Hans Haacke is a German-American artist born in 1936 in Köln, Germany, and since 1965 living in New York. His practice is related to conceptual art, with a long list of works, exhibitions, commissions, international honours and publications to his credit. In 1970 Haacke was invited by the Guggenheim Museum in New York to stage a one-person show, which was “for a German-born artist just thirty-five years old …. a remarkably early canonisation.” 1 Shortly before the exhibition was due to open in April 1971, the Museum Director, Thomas Messer, cancelled it on the grounds that three of the works produced for the exhibition were not art but journalism.
The rejected works were
Shapolsky et al. Manhattan Real Estate Holdings,
a Real-Time Social System,
as of May 1,
1971 and
Sol Goldman and Alex diLorenzo Manhattan Real Estate Holdings,
a Real-Time Social System,
as of May 1,
1971, plus a proposed anonymous survey for exhibition visitors. The survey comprised twenty questions about demographic status and political, social, and economic attitudes (Fig.

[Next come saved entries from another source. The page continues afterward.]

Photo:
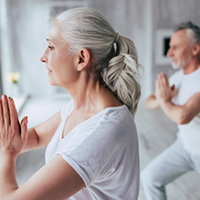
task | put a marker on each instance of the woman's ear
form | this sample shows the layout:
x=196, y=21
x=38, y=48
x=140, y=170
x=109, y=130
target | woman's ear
x=83, y=59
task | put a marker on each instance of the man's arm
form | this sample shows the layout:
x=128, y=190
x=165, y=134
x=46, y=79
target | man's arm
x=182, y=114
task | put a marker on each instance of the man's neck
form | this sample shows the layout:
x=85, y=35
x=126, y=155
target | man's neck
x=191, y=67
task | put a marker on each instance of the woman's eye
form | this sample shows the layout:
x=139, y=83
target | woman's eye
x=50, y=47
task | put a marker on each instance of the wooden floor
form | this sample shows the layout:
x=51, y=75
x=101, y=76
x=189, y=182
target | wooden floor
x=155, y=131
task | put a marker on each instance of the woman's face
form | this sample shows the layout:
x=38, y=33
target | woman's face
x=60, y=65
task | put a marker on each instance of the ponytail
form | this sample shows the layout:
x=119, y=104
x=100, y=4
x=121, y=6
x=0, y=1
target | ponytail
x=114, y=57
x=122, y=75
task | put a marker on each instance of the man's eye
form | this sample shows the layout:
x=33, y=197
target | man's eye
x=50, y=47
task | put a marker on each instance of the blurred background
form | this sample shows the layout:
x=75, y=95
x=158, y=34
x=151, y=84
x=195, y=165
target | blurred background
x=149, y=23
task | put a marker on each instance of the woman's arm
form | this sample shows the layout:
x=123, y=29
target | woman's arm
x=40, y=135
x=56, y=180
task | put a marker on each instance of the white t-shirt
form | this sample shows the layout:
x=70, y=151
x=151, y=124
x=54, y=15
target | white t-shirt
x=104, y=152
x=187, y=85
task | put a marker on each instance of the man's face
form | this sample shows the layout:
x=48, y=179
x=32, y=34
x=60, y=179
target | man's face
x=180, y=50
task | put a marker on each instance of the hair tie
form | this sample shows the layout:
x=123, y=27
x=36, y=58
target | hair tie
x=116, y=37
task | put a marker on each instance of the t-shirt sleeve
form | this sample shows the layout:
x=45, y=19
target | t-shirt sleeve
x=95, y=153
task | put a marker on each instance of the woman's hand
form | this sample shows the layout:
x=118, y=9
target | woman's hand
x=13, y=135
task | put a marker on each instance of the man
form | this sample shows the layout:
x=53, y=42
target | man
x=179, y=98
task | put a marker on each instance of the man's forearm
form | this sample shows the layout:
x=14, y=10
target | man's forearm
x=8, y=183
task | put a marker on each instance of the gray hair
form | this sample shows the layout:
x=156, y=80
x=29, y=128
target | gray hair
x=193, y=31
x=114, y=57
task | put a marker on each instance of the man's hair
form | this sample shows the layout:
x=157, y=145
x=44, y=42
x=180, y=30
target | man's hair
x=192, y=30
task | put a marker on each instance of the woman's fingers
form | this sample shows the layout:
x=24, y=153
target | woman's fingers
x=13, y=114
x=24, y=129
x=6, y=115
x=1, y=114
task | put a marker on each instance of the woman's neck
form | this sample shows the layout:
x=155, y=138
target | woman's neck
x=92, y=96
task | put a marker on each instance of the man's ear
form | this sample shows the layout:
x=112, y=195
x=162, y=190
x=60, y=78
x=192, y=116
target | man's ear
x=196, y=49
x=83, y=59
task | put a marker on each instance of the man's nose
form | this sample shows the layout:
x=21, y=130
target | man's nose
x=169, y=53
x=43, y=58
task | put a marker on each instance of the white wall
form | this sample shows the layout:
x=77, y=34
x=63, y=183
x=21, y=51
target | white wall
x=27, y=25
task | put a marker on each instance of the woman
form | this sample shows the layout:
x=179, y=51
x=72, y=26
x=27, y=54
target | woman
x=92, y=150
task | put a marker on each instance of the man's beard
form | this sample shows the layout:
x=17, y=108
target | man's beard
x=181, y=64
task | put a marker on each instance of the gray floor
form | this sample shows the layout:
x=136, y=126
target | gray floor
x=155, y=131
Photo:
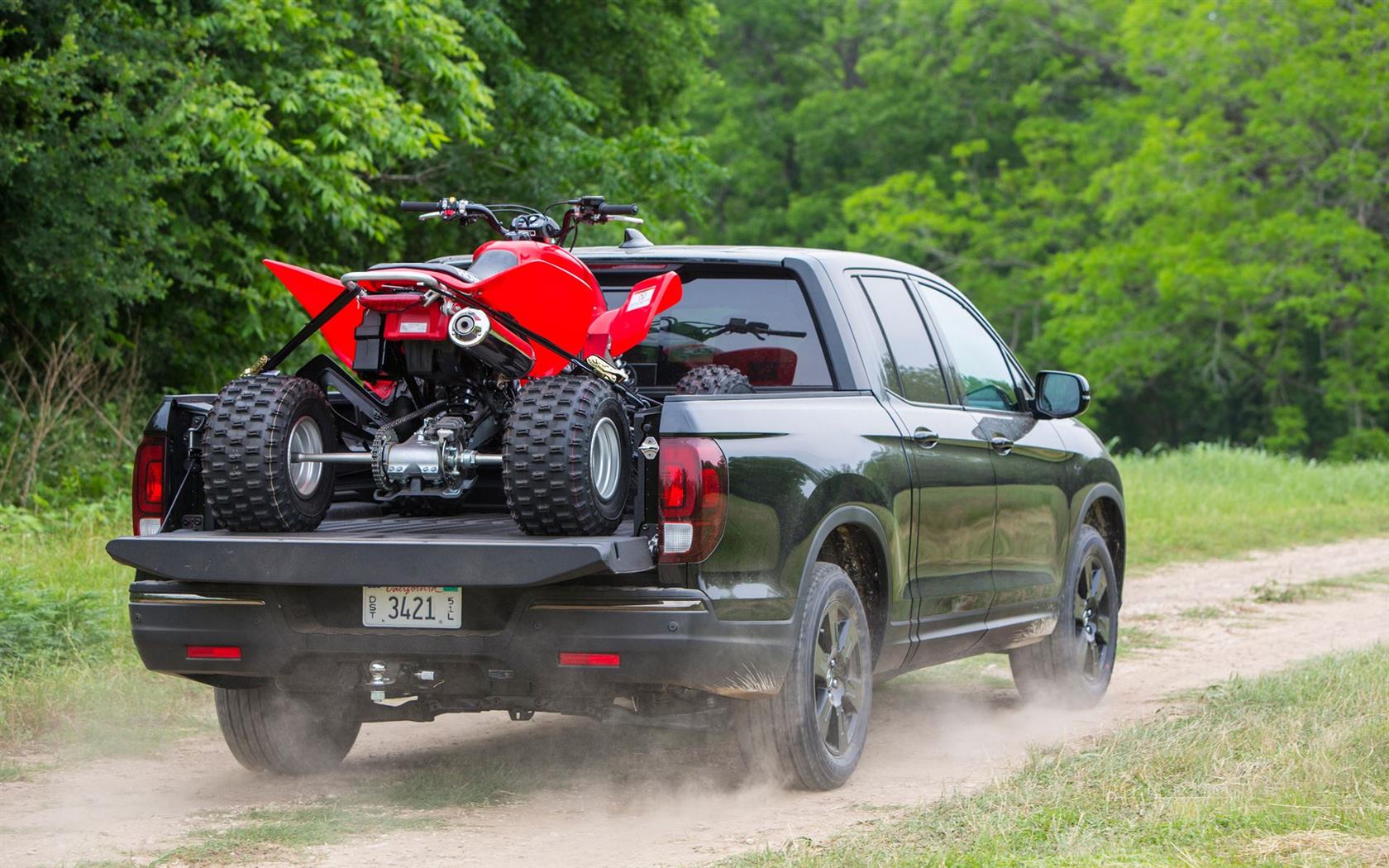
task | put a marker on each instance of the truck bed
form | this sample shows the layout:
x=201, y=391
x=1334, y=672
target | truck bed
x=478, y=551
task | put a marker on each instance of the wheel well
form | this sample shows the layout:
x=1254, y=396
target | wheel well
x=1105, y=516
x=856, y=551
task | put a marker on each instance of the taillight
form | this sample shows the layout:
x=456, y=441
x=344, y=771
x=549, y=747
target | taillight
x=147, y=496
x=694, y=498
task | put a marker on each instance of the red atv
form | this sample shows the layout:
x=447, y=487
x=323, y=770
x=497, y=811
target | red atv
x=513, y=363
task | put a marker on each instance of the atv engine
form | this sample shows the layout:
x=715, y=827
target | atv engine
x=435, y=461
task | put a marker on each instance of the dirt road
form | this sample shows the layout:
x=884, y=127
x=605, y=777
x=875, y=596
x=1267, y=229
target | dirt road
x=608, y=796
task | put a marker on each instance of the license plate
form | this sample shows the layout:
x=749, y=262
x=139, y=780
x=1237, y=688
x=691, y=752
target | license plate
x=412, y=606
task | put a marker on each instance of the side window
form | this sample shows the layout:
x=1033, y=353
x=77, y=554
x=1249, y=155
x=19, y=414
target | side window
x=911, y=369
x=982, y=367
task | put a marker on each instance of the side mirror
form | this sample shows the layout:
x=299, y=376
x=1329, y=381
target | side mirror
x=1062, y=394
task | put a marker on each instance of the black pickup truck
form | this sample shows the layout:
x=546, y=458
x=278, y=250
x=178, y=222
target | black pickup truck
x=896, y=492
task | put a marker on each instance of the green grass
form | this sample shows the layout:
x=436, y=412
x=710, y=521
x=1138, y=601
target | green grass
x=1209, y=502
x=1284, y=770
x=71, y=682
x=1203, y=613
x=408, y=796
x=265, y=833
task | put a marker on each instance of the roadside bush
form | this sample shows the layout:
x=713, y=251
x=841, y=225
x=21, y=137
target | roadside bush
x=1367, y=443
x=52, y=624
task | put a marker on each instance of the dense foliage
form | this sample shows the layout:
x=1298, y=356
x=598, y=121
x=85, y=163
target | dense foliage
x=1186, y=202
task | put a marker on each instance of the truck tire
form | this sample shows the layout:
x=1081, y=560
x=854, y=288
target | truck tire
x=247, y=474
x=714, y=379
x=285, y=733
x=567, y=457
x=1074, y=664
x=811, y=733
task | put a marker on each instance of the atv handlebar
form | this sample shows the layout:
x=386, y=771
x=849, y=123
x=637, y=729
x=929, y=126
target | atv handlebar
x=529, y=224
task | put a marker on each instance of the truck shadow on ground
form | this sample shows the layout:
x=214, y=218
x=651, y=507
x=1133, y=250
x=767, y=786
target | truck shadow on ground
x=463, y=760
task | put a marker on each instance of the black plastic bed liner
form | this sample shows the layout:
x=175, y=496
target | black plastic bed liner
x=480, y=551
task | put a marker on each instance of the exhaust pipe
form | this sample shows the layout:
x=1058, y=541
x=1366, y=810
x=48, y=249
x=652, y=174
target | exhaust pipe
x=490, y=343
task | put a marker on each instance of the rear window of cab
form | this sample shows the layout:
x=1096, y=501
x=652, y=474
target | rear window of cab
x=757, y=324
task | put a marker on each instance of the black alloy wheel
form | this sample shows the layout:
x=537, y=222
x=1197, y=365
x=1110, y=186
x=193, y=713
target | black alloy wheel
x=1072, y=665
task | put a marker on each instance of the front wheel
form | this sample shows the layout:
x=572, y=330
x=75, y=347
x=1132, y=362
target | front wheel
x=714, y=379
x=285, y=733
x=811, y=733
x=567, y=457
x=253, y=434
x=1072, y=665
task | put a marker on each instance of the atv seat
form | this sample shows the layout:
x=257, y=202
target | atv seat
x=453, y=271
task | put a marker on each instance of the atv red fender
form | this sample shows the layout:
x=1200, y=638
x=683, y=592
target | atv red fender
x=620, y=330
x=547, y=300
x=314, y=290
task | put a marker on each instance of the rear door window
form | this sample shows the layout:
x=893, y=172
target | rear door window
x=760, y=325
x=984, y=371
x=911, y=367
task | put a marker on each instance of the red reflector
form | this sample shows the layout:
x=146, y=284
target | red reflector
x=155, y=482
x=694, y=498
x=675, y=490
x=147, y=492
x=214, y=651
x=580, y=659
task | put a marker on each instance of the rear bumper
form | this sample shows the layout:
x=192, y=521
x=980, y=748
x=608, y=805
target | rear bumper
x=663, y=637
x=475, y=549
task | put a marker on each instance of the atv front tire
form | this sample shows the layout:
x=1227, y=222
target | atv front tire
x=249, y=474
x=714, y=379
x=567, y=457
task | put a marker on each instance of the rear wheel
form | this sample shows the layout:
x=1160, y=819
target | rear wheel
x=285, y=733
x=567, y=457
x=1072, y=665
x=811, y=733
x=255, y=429
x=714, y=379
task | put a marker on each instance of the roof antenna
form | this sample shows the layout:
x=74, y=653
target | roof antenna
x=632, y=239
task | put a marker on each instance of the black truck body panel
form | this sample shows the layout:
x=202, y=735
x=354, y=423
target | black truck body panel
x=478, y=551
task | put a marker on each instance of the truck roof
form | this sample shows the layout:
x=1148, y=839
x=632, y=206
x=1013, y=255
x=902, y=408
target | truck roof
x=747, y=255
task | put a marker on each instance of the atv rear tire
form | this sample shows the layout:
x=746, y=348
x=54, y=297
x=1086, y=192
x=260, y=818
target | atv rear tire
x=285, y=733
x=714, y=379
x=251, y=479
x=567, y=457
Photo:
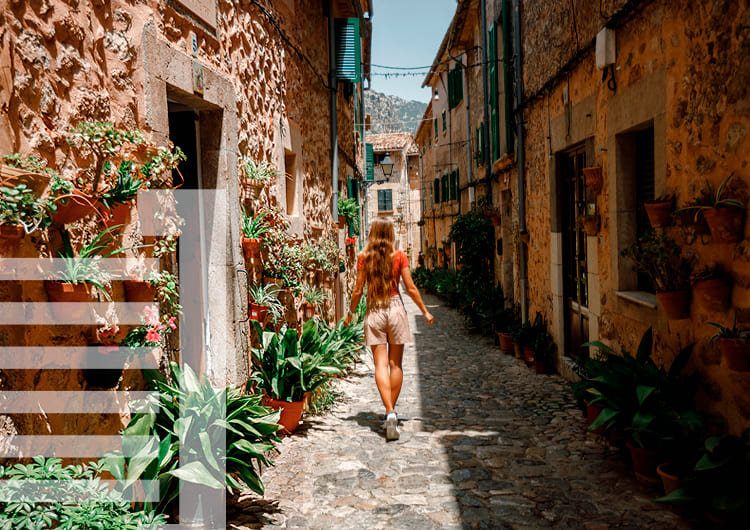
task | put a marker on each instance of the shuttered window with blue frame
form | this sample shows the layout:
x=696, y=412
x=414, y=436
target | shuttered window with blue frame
x=348, y=49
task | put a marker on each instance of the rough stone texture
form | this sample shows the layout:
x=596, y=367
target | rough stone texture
x=479, y=448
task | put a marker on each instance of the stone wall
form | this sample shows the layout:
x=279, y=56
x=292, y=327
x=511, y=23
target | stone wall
x=679, y=67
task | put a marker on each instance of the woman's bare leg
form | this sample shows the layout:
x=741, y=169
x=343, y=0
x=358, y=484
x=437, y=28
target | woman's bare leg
x=382, y=377
x=395, y=356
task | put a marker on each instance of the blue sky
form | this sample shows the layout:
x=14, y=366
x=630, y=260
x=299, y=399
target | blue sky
x=407, y=33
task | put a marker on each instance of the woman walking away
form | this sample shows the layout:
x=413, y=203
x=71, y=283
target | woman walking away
x=386, y=325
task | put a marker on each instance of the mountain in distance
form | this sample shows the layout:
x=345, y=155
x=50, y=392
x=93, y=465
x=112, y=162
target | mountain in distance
x=392, y=114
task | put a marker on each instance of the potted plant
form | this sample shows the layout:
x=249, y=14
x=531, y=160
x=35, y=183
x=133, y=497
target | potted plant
x=21, y=211
x=72, y=283
x=593, y=176
x=115, y=203
x=659, y=257
x=725, y=216
x=257, y=176
x=286, y=367
x=252, y=229
x=264, y=299
x=590, y=223
x=349, y=214
x=735, y=346
x=659, y=210
x=712, y=288
x=313, y=298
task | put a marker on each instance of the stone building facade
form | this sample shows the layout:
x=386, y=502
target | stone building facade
x=395, y=197
x=661, y=108
x=226, y=81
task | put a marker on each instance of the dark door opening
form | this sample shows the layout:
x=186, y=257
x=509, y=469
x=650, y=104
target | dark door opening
x=575, y=280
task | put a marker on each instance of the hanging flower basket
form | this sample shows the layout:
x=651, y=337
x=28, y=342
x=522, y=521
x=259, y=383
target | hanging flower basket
x=73, y=207
x=12, y=232
x=727, y=223
x=593, y=177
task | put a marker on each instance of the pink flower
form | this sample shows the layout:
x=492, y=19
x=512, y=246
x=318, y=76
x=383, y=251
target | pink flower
x=151, y=315
x=153, y=336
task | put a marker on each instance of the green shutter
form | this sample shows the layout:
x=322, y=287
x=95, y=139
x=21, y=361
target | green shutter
x=369, y=162
x=507, y=79
x=494, y=114
x=348, y=52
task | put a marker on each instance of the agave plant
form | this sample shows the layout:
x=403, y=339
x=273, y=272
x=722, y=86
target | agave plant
x=216, y=438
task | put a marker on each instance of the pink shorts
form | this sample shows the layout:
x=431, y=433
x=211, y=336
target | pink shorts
x=387, y=325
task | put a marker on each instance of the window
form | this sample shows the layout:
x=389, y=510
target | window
x=369, y=163
x=348, y=52
x=385, y=200
x=494, y=111
x=454, y=185
x=455, y=86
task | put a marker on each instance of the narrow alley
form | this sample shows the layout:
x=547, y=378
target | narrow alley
x=485, y=443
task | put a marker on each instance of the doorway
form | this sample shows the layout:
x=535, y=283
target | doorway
x=575, y=280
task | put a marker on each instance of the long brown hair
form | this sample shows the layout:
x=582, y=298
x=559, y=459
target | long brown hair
x=379, y=262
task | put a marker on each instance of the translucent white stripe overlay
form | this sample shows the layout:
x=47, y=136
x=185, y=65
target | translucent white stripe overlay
x=24, y=269
x=59, y=446
x=68, y=401
x=68, y=313
x=76, y=491
x=75, y=357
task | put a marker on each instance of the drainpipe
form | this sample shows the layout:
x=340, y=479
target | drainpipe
x=485, y=82
x=521, y=156
x=334, y=132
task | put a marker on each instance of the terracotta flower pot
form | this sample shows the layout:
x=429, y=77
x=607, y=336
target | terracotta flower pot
x=291, y=413
x=659, y=213
x=726, y=224
x=736, y=353
x=258, y=312
x=139, y=291
x=644, y=465
x=676, y=304
x=250, y=248
x=713, y=294
x=58, y=291
x=594, y=179
x=670, y=481
x=12, y=232
x=102, y=377
x=73, y=207
x=506, y=342
x=115, y=216
x=590, y=224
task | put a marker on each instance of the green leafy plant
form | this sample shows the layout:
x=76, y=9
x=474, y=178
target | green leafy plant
x=254, y=227
x=285, y=366
x=188, y=430
x=659, y=257
x=86, y=266
x=88, y=502
x=350, y=210
x=267, y=295
x=126, y=186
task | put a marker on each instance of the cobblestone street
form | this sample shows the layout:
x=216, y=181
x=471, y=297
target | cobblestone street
x=485, y=443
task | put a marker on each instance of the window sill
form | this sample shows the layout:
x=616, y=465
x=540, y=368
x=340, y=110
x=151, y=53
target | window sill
x=641, y=298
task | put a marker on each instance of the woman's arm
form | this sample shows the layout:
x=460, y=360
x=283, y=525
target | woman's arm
x=413, y=292
x=356, y=296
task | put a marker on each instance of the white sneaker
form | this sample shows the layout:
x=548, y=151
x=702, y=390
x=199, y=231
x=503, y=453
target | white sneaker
x=391, y=426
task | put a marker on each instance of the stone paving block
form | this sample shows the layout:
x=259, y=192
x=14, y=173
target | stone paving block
x=506, y=451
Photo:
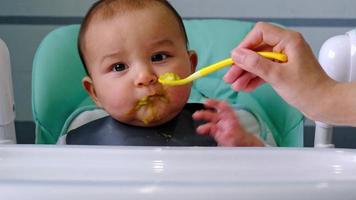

1.1). The two real estate works comprised a series of black and white frontal photographs of slum tenement buildings in a flat uninterpretive style, supplemented with publicly available information from the New York City County Clerk’s Office detailing lot number, address, basic building description, ownership and most recent transfer, assessed land value, and mortgage status (Fig.
1.2). A street map identified the location of the properties (Fig.
1.3), and charts detailed the various companies and individuals that owned the properties, the interconnections between them, and the sources of mortgage funding (Fig.
1.4). Shapolsky, Goldman and DiLorenzo did not have any association with the Guggenheim Museum.
The curator of the exhibition, Edward F. Fry, was a well-published authority on cubism and contemporary art. He wrote: “In his works Haacke has succeeded in changing the relationship between art and reality, and consequently he has also changed our view of the evolution of modern art.”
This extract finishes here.